Hi, LLVM. I have a question I'd like to get put into the official style guidelines: do we prefer NULL or 0 for C++ objects? I've seen both throughout the code.

Personally I prefer NULL, since it establishes that something is a pointer and not an integer (or integer-constructed object, but thankfully we avoid implicit conversions in LLVM/Clang). But I think I read somewhere that 0 is more C++esque. (And C++11 nullptr's not available yet, of course.)

Similarly, when testing for the null pointer, is it better to use:
1. (x) and (!x)
2. (x) and (x == NULL) // or 0
3. (x != NULL) and (x == NULL)
4. (NULL != x) and (NULL == x)
5. ...some other combination or something I haven't thought of

I don't care about this one as much. Still, in this case I think the first is fairly standard, though the second does make the explicit test for NULL stand out a little more (fewer copy/paste errors, perhaps?). IMO (3) and (4) are overkill.

Thoughts?
Jordy

But I think I read somewhere that 0 is more C++esque.

I believe Stroustrup espoused this at one point (perhaps even on his
website) on the basis that using NULL gives you a false sense of
security - which isn't entirely true now that compilers (GCC & clang
presumably) will warn you about using NULL in non-pointer contexts.

(And C++11 nullptr's not available yet, of course.)

My 2c is that this is a good reason to use NULL over 0 - it'll be way
easier to s/NULL/nullptr/ when upgrading to C++11 in the future than
it'll be to hunt down all those 0s used as pointers. Though I suppose
we can always enhance the compiler to warn about 0 used in pointer
contexts in C++11...

Hmm, we could do that today - hmm, is that something we should do? I
think it'd be rather neat/helpful - it could have a fixup & all that.

1. (x) and (!x)

This is my usual approach/preference.

Then you can also do things like:

if (T *x = foo())
  ...

using NULL gives you a false sense of security - which isn't entirely
true now that compilers (GCC & clang
presumably) will warn you about using NULL in non-pointer contexts.
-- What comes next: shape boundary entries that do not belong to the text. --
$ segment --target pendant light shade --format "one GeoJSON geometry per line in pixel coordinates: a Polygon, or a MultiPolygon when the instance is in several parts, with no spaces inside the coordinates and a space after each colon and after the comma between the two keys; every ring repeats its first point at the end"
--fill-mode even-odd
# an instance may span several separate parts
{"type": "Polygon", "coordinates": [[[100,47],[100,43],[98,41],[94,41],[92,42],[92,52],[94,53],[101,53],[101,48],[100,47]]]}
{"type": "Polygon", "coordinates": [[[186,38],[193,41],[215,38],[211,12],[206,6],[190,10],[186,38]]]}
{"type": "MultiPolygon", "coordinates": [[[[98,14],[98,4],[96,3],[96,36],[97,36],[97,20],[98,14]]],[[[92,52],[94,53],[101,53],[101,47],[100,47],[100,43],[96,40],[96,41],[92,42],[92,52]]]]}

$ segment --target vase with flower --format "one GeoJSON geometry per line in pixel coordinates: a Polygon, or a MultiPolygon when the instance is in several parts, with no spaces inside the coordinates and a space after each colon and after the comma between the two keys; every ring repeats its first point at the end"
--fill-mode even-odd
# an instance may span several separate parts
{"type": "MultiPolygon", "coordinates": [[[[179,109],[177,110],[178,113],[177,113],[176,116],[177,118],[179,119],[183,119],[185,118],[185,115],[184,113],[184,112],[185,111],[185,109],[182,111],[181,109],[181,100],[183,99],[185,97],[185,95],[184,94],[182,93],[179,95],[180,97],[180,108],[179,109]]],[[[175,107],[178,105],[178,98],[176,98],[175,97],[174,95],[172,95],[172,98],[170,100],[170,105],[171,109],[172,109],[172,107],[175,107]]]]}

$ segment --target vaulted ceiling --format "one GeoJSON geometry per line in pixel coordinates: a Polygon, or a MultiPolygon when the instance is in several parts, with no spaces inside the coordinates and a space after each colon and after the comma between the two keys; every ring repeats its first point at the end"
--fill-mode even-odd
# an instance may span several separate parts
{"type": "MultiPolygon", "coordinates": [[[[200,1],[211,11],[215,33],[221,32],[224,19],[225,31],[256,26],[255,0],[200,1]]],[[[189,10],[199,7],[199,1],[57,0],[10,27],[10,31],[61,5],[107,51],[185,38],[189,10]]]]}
Hmm, nope, can't seem to find that warning in clang - gcc gives it though:

foo.cpp:4:11: warning: converting to non-pointer type "int" from NULL

I use #4 most of the time.
Rationale:
* Make it explicit
* Constant on the left hand side.

-- Marshall

Marshall Clow Idio Software <mailto:mclow.lists@gmail.com>

A.D. 1517: Martin Luther nails his 95 Theses to the church door and is promptly moderated down to (-1, Flamebait).
        -- Yu Suzuki

Please don't do this in LLVM code. Unless you're the terminator of a varargs call, I'd prefer to use 0 instead of NULL, and definitely constants on right hand sides of comparisons.

-Chris

For the curious, the way that gcc does this is by doing:

#define NULL __null

and then treating __null as 0 in all ways, except for the purposes of warning tracking. clang already encapsulates __null as GNUNullExpr, so in principle (although beyond me) it shouldn't be hard to add warnings, wherever it gets converted to an integer.